Ayrıca, ücret sistemlerinin alt temeli yapabilmek, müşteriye daha iyi bir fiyat verebilmek ve daha iyi bir planlama yapmak için kullanırız.

Bu nedenle standart süre kesinlikle doğru ölçülmeli ki yukarıda saydığımız işleri daha kaliteli ve doğru yapalım.

Ziyaret ettiğimiz firmaya, “verimliliğiniz kaç” diye sorduğumuzda, “% 85, yüzde %90 civarında” cevabını aldık.

İkinci sorumuzda ise şu oldu. “Peki bu üründen kaç tane üretiyorsunuz”?

Örneğin, X ürününü ürettiklerini ve bu ürünün standart süresinin yaklaşık 50 dakika olduğunu söylediler.  Birçok fabrikada çalıştığımız için bu ürünün standart süresinin 50 dakika olmadığını ve standart süresinin yaklaşık 20 dakika olduğunu biliyoruz.

“Standart süre ölçüm metodunuz nedir” diye sorduğumuzda da yanlış bir ölçüm yaptıklarını görüyoruz. Şöyle ki; standart sürede değer katan hareketler, yani müşterinin gerçekten parasını ödemeye razı oldu hareketler vardır. İkincisi değer katmayıp mecbur olunan hareketler vardır. Üçüncüsü de değer katmayan hareketler vardır. Değer katmayan bu hareketleri standart sürenin içine eklemezsiniz elimine edersiniz. Gereksiz hareketleri standart sürenin içine eklerseniz 20 dakikalık ürünü 50 dakika diye gösterirseniz,  veriminizi de %85, %90 diye kabul edersiniz.
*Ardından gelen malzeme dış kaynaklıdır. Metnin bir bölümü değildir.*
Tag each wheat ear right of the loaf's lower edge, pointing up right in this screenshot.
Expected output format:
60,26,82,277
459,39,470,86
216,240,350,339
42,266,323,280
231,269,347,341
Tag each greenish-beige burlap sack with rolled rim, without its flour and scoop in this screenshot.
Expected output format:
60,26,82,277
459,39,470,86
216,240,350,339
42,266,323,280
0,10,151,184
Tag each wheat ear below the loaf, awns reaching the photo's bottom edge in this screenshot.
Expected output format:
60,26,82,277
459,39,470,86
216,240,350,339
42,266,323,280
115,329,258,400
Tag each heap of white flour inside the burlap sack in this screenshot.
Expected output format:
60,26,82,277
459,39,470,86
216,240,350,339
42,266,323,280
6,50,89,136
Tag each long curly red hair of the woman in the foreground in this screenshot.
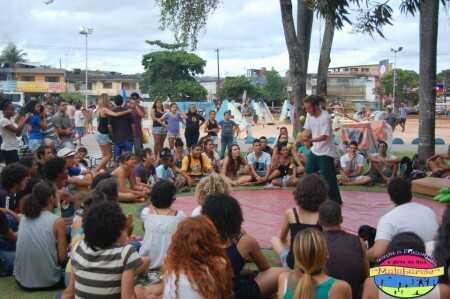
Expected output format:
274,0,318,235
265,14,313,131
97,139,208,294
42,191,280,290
163,215,233,298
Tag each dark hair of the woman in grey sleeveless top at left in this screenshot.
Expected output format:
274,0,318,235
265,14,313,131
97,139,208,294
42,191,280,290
21,181,57,219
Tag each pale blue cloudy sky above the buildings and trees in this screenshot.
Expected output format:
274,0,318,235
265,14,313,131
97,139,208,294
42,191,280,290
0,0,450,77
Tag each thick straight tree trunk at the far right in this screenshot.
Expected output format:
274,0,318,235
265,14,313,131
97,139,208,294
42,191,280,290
418,0,440,166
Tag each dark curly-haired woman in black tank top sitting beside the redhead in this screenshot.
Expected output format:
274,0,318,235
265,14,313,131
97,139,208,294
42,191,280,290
202,193,287,298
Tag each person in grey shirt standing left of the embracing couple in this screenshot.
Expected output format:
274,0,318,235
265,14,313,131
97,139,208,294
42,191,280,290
53,99,74,151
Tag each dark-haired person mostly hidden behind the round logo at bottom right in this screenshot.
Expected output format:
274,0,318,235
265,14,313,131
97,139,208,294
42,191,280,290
362,232,450,299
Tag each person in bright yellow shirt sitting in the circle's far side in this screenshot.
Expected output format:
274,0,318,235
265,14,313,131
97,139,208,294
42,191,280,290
181,144,214,187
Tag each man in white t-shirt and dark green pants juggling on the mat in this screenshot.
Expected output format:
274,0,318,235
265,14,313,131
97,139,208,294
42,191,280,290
303,95,342,204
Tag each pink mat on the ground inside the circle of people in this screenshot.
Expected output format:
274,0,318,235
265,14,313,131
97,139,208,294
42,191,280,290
173,190,446,247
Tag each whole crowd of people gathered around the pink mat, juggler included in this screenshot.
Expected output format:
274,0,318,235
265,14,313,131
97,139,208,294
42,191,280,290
0,94,450,299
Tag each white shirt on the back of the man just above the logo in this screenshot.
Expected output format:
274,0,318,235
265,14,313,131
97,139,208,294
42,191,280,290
375,202,439,242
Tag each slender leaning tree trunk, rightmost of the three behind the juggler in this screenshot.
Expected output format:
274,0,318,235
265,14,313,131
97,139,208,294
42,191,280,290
317,19,334,96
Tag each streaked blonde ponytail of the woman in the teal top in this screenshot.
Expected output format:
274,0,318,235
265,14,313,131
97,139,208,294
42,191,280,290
294,228,328,299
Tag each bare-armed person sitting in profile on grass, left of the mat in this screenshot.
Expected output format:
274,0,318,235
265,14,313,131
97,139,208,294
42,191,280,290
111,152,150,202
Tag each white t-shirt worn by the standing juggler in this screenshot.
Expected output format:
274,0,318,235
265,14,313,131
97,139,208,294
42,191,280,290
304,110,336,158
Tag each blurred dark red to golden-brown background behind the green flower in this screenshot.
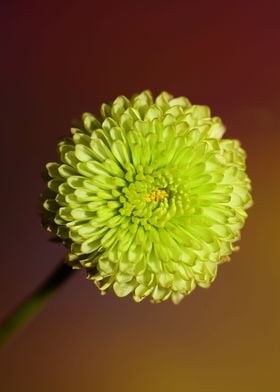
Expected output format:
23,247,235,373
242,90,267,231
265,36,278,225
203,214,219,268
0,0,280,392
İşin hazin tarafı da şu; fabrika % 85, %90 gibi yüksek verimlilikle çalıştığını sanıyor.  Ama ortada bir gerçek var, fabrika ciddi zarar ediyor. Bu nedenle fabrika üst yönetimi kapatma kararı almış. Bu yanlış verimlilikler dikkate alındığı için fabrikayı kapatmak doğru bir karar gibi görünüyor. Ama değil. Neden? Çünkü standart süreyi 20 dakika yerine, 50 dakika gösterdiğinizde verimliliği de iki buçuk kat yukarda göstermiş oluyorsunuz. Oysaki verimlilik, %90 değil %35-40 civarında. Verilmesi gereken doğru karar, standart süre ölçümümün doğru yapılması, sonrasında da mühendislikle beraber iyileştirme faaliyetleri, çeşitli sosyal tedbirler ve çeşitli sanatsal tedbirler alarak fabrikayı kara geçirmektir.
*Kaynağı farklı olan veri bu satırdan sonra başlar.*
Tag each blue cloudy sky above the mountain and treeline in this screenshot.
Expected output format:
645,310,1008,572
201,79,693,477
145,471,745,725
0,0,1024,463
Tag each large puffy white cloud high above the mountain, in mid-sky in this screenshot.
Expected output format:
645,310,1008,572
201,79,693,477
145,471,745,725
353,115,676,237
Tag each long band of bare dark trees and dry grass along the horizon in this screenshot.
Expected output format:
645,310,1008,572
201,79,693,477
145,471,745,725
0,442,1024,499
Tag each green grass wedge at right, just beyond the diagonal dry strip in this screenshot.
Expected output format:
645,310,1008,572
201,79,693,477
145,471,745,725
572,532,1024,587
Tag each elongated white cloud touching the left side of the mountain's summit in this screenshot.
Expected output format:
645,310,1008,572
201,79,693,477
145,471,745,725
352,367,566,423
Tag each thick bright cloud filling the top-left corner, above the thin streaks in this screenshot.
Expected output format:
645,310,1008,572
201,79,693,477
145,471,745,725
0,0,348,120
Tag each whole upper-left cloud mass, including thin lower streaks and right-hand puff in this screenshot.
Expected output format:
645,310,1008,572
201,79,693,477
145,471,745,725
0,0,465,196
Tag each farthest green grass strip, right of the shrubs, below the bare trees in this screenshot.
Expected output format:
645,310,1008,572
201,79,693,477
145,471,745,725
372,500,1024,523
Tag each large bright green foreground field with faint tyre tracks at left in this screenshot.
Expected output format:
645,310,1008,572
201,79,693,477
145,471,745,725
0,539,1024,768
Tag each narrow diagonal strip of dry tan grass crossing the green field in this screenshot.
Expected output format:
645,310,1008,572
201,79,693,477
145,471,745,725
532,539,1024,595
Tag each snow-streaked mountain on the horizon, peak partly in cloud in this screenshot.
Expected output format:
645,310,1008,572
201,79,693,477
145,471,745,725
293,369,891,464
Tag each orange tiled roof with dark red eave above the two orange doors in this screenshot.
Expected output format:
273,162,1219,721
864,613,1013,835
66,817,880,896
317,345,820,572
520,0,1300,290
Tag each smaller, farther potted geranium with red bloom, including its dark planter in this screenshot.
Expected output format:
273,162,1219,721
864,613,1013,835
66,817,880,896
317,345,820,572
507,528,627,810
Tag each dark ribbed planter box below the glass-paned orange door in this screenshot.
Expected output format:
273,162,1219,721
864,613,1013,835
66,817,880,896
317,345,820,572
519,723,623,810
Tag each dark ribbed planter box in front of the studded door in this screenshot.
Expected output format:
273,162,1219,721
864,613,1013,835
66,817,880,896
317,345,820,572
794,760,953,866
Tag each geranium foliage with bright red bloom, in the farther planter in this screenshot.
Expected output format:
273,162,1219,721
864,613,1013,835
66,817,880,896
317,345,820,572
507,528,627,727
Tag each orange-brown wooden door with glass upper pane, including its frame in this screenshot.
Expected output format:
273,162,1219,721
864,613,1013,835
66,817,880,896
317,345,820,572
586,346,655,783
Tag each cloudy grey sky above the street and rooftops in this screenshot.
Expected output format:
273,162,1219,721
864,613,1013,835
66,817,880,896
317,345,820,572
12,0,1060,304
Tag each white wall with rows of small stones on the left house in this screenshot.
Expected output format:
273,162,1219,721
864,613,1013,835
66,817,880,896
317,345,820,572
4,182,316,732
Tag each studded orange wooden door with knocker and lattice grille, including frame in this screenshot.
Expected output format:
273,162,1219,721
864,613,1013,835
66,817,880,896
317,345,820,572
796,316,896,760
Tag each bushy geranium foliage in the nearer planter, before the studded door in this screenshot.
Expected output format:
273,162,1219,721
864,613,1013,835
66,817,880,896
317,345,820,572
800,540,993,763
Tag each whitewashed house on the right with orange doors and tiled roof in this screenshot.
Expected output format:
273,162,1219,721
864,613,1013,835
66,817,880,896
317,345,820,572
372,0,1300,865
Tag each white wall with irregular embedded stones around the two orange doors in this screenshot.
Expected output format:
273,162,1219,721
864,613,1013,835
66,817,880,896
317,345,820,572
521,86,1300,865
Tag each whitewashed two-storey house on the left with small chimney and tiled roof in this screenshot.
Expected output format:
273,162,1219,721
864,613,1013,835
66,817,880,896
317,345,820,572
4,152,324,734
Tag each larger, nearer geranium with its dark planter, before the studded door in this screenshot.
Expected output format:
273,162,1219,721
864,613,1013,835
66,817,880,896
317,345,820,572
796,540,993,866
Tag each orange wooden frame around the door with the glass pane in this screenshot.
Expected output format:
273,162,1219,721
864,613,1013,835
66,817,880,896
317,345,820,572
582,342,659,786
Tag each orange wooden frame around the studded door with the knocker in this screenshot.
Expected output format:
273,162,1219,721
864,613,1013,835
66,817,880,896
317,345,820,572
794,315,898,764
Veriler sabunlanmış. Hatta sabunlama için teknoloji bile kullanılmış ve maalesef standart süreler oldukça şişirilmiş. Üst yönetime giden veri de doğru veri olmadığı için üst yönetimde bu yanlış verilere dayanarak fabrikayı kapatma kararı almış.  Ve hazin son. Yüzlerce çalışan işinden olacak. Bu durum gerçekten ibret verici bir durum. Sabunlanmış doğru olmayan veriler fabrika üst yönetiminin çok büyük yanlış kararlar almasına sebep oluyor.
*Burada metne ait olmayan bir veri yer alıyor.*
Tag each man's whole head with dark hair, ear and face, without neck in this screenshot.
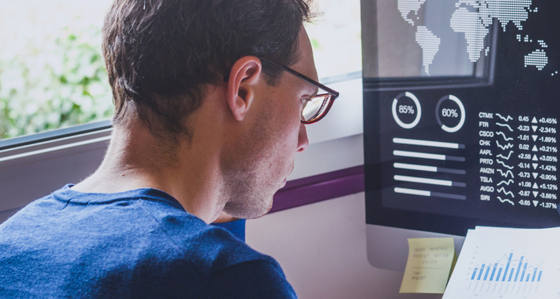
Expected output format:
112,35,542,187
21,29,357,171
103,0,317,218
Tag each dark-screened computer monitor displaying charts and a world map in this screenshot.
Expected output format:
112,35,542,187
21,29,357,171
361,0,560,270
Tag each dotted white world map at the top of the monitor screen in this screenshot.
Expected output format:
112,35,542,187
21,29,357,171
398,0,558,76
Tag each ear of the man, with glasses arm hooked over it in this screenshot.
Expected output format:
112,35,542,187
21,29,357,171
226,56,262,121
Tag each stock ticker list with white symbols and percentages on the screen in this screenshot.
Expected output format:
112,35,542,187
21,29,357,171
478,112,558,209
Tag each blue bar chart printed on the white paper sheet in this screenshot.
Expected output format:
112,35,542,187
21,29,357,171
466,252,546,298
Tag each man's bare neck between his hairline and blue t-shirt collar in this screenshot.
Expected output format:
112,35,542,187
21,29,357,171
72,125,225,223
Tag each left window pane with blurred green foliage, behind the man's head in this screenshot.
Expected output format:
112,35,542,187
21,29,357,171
0,0,113,140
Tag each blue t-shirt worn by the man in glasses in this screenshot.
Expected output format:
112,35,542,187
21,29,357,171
0,185,296,298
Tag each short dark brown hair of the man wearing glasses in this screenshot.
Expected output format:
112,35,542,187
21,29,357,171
103,0,311,141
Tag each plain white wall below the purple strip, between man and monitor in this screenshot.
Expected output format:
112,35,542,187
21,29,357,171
246,193,442,299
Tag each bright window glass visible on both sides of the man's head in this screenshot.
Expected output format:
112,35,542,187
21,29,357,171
0,0,361,140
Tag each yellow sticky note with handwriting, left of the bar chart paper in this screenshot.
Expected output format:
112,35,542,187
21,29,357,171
400,238,455,294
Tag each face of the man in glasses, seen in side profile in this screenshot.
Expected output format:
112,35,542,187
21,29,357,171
224,27,317,219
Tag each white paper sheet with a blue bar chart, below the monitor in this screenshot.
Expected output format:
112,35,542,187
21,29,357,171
443,227,560,299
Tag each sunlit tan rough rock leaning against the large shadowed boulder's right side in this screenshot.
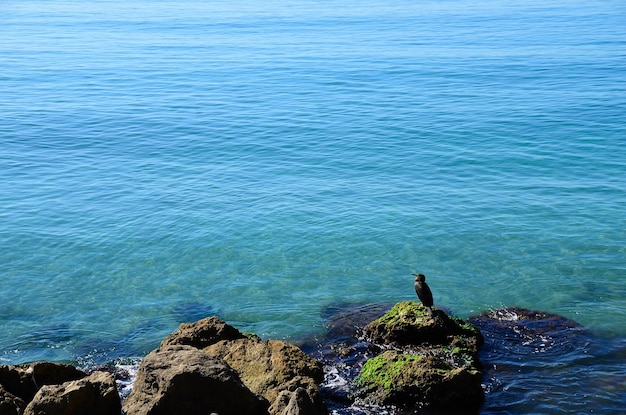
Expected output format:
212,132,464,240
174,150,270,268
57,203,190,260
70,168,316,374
204,338,327,415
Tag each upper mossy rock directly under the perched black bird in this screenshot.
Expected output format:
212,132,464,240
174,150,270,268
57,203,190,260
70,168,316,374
364,301,483,354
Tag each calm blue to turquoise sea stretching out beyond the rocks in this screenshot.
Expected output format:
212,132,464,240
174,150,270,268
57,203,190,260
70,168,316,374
0,0,626,412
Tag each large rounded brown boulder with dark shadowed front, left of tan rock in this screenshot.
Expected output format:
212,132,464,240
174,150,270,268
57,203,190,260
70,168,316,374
123,345,268,415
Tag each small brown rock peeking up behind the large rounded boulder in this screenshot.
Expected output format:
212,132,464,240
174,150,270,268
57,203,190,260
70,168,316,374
161,317,246,349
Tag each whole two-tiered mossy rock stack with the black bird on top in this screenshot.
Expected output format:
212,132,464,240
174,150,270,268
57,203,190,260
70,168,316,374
355,302,484,410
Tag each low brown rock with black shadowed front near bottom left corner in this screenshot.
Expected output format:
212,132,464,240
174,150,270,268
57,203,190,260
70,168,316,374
24,372,121,415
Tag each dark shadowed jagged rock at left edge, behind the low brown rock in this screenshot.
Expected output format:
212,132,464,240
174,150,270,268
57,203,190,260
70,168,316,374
0,362,87,402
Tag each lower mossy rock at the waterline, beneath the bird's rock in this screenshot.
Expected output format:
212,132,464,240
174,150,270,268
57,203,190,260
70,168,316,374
356,350,484,409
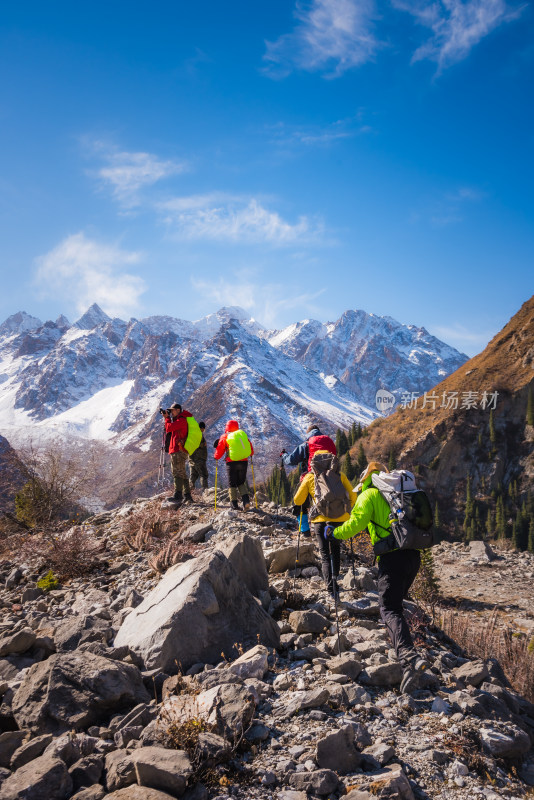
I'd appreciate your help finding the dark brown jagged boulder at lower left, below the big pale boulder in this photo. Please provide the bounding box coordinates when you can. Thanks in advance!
[13,652,150,734]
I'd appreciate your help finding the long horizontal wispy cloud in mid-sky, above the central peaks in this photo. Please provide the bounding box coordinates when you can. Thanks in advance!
[158,193,322,245]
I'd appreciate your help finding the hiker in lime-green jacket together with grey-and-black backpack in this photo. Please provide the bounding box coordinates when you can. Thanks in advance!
[332,461,433,692]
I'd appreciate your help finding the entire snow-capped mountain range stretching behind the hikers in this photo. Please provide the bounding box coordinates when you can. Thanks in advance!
[0,305,466,496]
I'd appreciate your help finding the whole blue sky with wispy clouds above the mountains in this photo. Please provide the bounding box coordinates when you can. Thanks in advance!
[0,0,534,355]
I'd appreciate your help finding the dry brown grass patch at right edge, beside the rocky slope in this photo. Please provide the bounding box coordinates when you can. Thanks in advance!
[439,609,534,702]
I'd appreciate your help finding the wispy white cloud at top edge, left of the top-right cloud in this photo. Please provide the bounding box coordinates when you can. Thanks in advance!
[264,0,379,77]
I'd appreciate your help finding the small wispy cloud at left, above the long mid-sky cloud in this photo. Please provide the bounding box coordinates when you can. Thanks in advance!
[92,142,187,208]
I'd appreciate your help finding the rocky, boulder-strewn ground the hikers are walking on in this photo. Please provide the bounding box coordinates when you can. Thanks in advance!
[0,492,534,800]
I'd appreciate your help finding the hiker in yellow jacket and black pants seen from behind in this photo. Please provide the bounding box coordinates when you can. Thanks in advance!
[293,450,356,599]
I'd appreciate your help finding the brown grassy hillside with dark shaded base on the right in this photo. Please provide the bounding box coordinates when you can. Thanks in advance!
[352,297,534,536]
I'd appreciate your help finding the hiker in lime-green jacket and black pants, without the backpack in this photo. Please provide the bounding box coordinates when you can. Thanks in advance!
[328,461,428,692]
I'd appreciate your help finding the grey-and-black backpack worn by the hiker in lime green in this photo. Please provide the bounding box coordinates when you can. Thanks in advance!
[371,469,436,556]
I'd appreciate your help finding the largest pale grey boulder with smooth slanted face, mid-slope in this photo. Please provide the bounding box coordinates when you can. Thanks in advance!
[115,550,280,673]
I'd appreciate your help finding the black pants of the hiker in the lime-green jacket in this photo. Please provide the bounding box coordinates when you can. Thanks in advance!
[377,550,421,664]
Burada 20 dakikalık ürün 50 dakika gibi gösteriliyor. Yani aslında verimlilik %35 civarındayken %90 civarında gösteriliyor. Üst yönetim %90 verimlilikle fiyat tutturamıyor. Fiyat tutturulamayınca da doğal olarak kapatılma kararı alıyor.

Yaşanan bu durumun nedeni nedir aslında? Orta kademe yönetici şunu yapıyor. Şuna kendini ikna ediyor.  “Ben kesinlikle başarılıyım.” Başarılı olmak için % kaç verimlilikle çalışmak gerekiyor? Belli ki kendisi cevap vermiş.  “% 85 %90.”  Ben kaç adet ürün üretiyorum? 2000 adet. 2000 adeti, %90 verimliliğe getirecek süre nedir?” Diyerek şişirilmiş süre veriyor. İnanılmaz bir durum bu. Yani bir tür tersine sabunlama mühendisliği yapılmış diyebiliriz. İnsan ancak bilerek bunu yapabilir. Bu düşünce yapısı ne yazık ki ülkemizin çok önemli fabrikalarının kapanmasına neden oluyor.

Özellikle yüksek kademe yöneticilerine firma sahiplerine şunu söylüyoruz. Temel verileriniz mutlaka doğru olmalı. Yanlış veriler sizin çok büyük ve yanlış kararlar almanıza neden oluyor.